Galactorrhea is treated according to the underlying disease. If the cause is a tumor of the pituitary gland, a so-called dopamine agonist is usually used. This is a medicine that stops the production of the hormone prolactin. In most cases it is not necessary to remove the usually benign tumor.
If the cause lies in the use of certain medications, these should be discontinued. The galactorrhea then persists by itself.
Antibiotics are often prescribed for underlying breast inflammation, and breast cancer must be treated with surgery and / or chemotherapy and / or radiation.
Galactorrhea occurring in infants after birth does not require treatment, as it disappears on its own after a few weeks

Drugs for galactorrhea

Therapy with medication is in the foreground in galactorrhea. The most common drugs are the dopamine agonists such as bromocriptine or lisuride. Their action lowers the level of the hormone prolactin. The hoped-for effect of the lower hormone level is the cessation of galactorrhea. The side effects of these drugs are typically nausea and vomiting, as well as low blood pressure, which can lead to dizziness. Furthermore, the drugs can have damaging consequences for the heart valves.


The prognosis for galactorrhea is very good.
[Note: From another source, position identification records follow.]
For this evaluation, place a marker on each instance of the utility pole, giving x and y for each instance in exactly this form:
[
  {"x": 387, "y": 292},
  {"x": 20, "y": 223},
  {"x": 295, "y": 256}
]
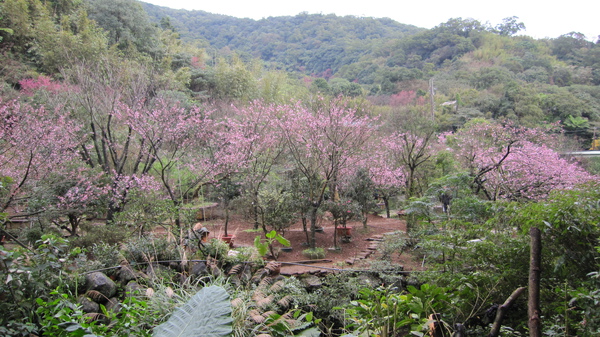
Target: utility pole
[{"x": 431, "y": 92}]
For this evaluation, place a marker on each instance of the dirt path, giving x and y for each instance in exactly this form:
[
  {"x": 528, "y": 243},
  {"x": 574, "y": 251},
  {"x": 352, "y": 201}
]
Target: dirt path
[{"x": 350, "y": 255}]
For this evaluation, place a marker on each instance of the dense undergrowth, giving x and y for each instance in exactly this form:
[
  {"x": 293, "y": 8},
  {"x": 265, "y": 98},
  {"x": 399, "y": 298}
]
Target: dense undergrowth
[{"x": 472, "y": 266}]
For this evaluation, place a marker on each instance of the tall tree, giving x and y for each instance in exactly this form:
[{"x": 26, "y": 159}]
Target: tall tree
[{"x": 323, "y": 143}]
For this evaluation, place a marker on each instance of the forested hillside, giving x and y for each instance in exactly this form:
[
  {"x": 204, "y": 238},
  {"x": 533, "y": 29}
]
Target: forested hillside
[
  {"x": 486, "y": 71},
  {"x": 306, "y": 43},
  {"x": 122, "y": 131}
]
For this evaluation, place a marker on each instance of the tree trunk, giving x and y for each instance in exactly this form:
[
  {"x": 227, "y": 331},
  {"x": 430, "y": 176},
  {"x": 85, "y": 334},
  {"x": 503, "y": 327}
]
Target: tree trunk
[
  {"x": 502, "y": 310},
  {"x": 533, "y": 303},
  {"x": 313, "y": 226},
  {"x": 386, "y": 202}
]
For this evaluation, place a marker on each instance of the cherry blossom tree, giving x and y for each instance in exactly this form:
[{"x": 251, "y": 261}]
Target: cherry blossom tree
[
  {"x": 34, "y": 142},
  {"x": 511, "y": 162},
  {"x": 107, "y": 98},
  {"x": 407, "y": 152},
  {"x": 321, "y": 144},
  {"x": 256, "y": 129}
]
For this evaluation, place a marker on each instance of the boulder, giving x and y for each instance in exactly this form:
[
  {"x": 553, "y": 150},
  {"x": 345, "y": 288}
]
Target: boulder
[
  {"x": 199, "y": 269},
  {"x": 88, "y": 305},
  {"x": 133, "y": 288},
  {"x": 100, "y": 282}
]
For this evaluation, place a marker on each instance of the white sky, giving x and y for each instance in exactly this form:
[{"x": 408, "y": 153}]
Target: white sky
[{"x": 542, "y": 18}]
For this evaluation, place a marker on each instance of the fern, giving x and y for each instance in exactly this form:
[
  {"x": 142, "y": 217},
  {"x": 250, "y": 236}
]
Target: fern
[{"x": 207, "y": 314}]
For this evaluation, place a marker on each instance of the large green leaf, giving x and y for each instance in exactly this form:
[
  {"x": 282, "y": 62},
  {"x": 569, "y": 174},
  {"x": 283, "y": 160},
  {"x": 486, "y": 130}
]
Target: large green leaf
[{"x": 207, "y": 314}]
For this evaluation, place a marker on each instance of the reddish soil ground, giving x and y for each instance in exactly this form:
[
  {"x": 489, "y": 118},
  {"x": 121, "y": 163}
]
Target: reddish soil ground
[{"x": 350, "y": 252}]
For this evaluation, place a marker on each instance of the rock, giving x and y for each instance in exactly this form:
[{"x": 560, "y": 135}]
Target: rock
[
  {"x": 199, "y": 269},
  {"x": 101, "y": 283},
  {"x": 157, "y": 271},
  {"x": 133, "y": 288},
  {"x": 113, "y": 305},
  {"x": 87, "y": 305},
  {"x": 126, "y": 273},
  {"x": 312, "y": 282}
]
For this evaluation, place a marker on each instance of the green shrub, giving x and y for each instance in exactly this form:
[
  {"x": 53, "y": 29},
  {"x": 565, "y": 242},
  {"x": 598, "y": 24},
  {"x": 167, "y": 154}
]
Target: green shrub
[
  {"x": 92, "y": 234},
  {"x": 216, "y": 248},
  {"x": 107, "y": 255},
  {"x": 314, "y": 253},
  {"x": 150, "y": 248}
]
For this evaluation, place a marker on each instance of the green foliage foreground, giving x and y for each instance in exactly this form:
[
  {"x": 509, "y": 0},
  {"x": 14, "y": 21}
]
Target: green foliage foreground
[{"x": 471, "y": 266}]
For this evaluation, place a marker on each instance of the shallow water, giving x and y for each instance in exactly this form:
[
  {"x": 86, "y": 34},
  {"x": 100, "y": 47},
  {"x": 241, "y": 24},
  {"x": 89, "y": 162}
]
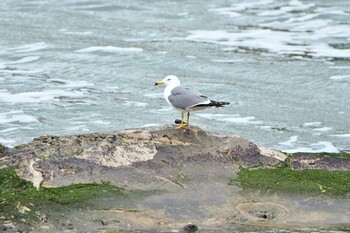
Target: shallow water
[{"x": 69, "y": 67}]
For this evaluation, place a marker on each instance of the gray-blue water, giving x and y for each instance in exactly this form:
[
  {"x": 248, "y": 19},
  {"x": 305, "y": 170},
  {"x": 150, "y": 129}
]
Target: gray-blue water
[{"x": 80, "y": 66}]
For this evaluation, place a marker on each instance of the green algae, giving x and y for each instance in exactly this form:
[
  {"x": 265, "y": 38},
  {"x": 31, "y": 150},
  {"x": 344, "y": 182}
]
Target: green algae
[
  {"x": 285, "y": 180},
  {"x": 24, "y": 205}
]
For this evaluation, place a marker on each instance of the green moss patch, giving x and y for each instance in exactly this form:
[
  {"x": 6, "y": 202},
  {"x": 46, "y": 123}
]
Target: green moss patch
[
  {"x": 285, "y": 180},
  {"x": 23, "y": 204}
]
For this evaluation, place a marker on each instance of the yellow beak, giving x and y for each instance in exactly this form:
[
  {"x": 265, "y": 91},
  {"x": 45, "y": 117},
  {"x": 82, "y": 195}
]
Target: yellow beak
[{"x": 159, "y": 83}]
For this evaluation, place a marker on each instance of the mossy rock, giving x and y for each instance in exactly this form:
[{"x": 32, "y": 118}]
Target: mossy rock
[
  {"x": 24, "y": 206},
  {"x": 310, "y": 182}
]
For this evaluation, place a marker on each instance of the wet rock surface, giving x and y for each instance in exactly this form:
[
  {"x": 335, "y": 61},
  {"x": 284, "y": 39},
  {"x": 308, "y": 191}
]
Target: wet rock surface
[
  {"x": 139, "y": 158},
  {"x": 191, "y": 165}
]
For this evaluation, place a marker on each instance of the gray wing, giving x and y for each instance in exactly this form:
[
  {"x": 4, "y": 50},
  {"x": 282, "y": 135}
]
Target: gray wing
[{"x": 182, "y": 97}]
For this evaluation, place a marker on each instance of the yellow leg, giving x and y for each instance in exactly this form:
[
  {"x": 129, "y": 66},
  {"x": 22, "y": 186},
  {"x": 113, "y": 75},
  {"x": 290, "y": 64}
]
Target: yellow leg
[
  {"x": 182, "y": 121},
  {"x": 188, "y": 118}
]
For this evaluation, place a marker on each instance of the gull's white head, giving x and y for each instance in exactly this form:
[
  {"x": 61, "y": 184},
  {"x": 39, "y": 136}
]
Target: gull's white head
[{"x": 170, "y": 80}]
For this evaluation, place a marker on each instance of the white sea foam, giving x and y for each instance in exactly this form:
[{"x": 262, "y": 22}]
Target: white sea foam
[
  {"x": 323, "y": 129},
  {"x": 135, "y": 104},
  {"x": 236, "y": 118},
  {"x": 108, "y": 49},
  {"x": 319, "y": 147},
  {"x": 340, "y": 77},
  {"x": 24, "y": 60},
  {"x": 17, "y": 116},
  {"x": 71, "y": 83},
  {"x": 7, "y": 142},
  {"x": 227, "y": 61},
  {"x": 312, "y": 124},
  {"x": 9, "y": 130},
  {"x": 291, "y": 141},
  {"x": 15, "y": 71},
  {"x": 65, "y": 31},
  {"x": 339, "y": 67},
  {"x": 29, "y": 47},
  {"x": 341, "y": 135},
  {"x": 297, "y": 28},
  {"x": 37, "y": 97}
]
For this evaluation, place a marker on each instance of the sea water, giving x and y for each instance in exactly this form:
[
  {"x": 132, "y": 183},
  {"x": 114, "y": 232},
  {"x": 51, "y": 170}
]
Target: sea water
[{"x": 81, "y": 66}]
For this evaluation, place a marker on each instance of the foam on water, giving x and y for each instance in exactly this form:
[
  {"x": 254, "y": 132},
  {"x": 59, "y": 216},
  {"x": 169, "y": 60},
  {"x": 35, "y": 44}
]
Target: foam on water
[
  {"x": 318, "y": 147},
  {"x": 341, "y": 135},
  {"x": 37, "y": 97},
  {"x": 340, "y": 77},
  {"x": 235, "y": 119},
  {"x": 29, "y": 47},
  {"x": 16, "y": 116},
  {"x": 291, "y": 141},
  {"x": 24, "y": 60},
  {"x": 296, "y": 28},
  {"x": 108, "y": 49},
  {"x": 18, "y": 71},
  {"x": 312, "y": 124},
  {"x": 323, "y": 129}
]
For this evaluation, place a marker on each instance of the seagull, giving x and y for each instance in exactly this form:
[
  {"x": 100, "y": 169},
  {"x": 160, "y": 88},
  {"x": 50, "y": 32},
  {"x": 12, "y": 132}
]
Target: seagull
[{"x": 185, "y": 99}]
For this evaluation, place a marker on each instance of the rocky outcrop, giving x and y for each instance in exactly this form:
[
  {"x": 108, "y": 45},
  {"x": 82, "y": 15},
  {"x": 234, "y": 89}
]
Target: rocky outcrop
[
  {"x": 145, "y": 158},
  {"x": 193, "y": 166}
]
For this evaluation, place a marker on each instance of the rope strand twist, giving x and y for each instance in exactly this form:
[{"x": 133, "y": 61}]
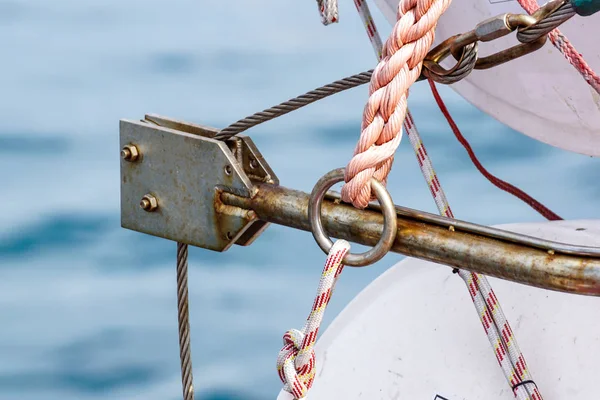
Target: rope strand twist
[
  {"x": 296, "y": 360},
  {"x": 384, "y": 113}
]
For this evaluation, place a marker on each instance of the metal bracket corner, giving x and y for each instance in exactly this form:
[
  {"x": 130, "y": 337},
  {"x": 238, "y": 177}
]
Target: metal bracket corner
[{"x": 172, "y": 174}]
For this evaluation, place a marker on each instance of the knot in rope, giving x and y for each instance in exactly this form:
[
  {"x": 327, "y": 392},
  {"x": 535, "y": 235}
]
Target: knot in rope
[
  {"x": 384, "y": 113},
  {"x": 296, "y": 365},
  {"x": 328, "y": 10},
  {"x": 296, "y": 360}
]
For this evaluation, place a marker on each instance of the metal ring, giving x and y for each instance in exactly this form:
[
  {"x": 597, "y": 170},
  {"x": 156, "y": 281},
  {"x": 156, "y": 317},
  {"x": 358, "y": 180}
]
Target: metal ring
[{"x": 390, "y": 222}]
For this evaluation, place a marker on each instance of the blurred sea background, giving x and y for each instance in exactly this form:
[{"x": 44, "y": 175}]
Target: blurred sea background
[{"x": 88, "y": 309}]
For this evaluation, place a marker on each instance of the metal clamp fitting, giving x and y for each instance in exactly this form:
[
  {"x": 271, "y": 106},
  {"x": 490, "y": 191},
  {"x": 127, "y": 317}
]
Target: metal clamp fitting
[{"x": 390, "y": 223}]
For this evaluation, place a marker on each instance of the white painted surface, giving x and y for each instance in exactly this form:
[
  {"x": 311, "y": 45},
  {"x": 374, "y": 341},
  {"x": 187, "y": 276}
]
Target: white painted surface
[
  {"x": 541, "y": 94},
  {"x": 413, "y": 334}
]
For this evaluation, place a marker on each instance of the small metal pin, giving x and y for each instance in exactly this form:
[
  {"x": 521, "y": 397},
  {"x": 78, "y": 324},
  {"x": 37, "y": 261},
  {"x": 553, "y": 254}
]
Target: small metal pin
[{"x": 149, "y": 203}]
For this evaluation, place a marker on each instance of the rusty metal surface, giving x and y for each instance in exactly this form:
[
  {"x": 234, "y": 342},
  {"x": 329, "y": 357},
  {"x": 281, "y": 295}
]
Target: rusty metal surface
[
  {"x": 490, "y": 256},
  {"x": 247, "y": 155},
  {"x": 184, "y": 172}
]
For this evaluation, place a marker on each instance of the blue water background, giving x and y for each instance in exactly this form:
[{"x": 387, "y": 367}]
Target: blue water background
[{"x": 88, "y": 309}]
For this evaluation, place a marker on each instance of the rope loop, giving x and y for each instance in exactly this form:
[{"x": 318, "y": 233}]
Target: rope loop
[
  {"x": 329, "y": 11},
  {"x": 296, "y": 360}
]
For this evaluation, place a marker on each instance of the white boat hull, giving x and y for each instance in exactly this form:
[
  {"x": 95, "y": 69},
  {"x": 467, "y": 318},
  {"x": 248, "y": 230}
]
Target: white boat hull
[
  {"x": 541, "y": 94},
  {"x": 414, "y": 334}
]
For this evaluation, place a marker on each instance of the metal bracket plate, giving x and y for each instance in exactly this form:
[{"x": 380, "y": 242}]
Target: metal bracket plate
[{"x": 183, "y": 169}]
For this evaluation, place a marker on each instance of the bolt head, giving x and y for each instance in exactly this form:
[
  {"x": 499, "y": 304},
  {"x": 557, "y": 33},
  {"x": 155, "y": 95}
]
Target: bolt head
[
  {"x": 130, "y": 153},
  {"x": 149, "y": 203}
]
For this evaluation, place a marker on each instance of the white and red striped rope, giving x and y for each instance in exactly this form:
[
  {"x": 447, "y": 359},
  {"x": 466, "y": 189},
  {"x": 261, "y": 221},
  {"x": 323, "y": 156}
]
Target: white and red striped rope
[
  {"x": 490, "y": 313},
  {"x": 296, "y": 360}
]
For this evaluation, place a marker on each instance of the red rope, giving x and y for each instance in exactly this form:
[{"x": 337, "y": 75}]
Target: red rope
[{"x": 499, "y": 183}]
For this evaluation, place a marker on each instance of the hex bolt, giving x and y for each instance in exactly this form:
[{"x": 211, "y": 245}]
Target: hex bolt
[
  {"x": 149, "y": 203},
  {"x": 130, "y": 153}
]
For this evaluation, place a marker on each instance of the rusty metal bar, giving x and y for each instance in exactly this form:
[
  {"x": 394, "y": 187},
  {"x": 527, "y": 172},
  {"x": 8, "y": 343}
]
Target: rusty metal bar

In general, the prognosis depends on the cause.
However, since the causes are usually easily treatable, galactorrhea can usually be managed well.
If breast cancer is the cause of the symptoms, the prognosis depends on how successfully the breast cancer can be treated.


A direct prophylaxis to avoid galactorrhea there is not any.
The causes are very diverse, so you can get them do not specifically avoid can.


Galactorrhea, which can occur in babies after birth, was also called in the Middle Ages Witch milk designated.
This term has survived to this day, but is based on the fact that people in the past could not explain why a baby could flow milk.
It was assumed that the devil had his fingers in the game and sent enchanted birds and witches to the children and made them sick.
The flow of milk in newborns was mistakenly believed to be toxic and ended up being called witch's milk.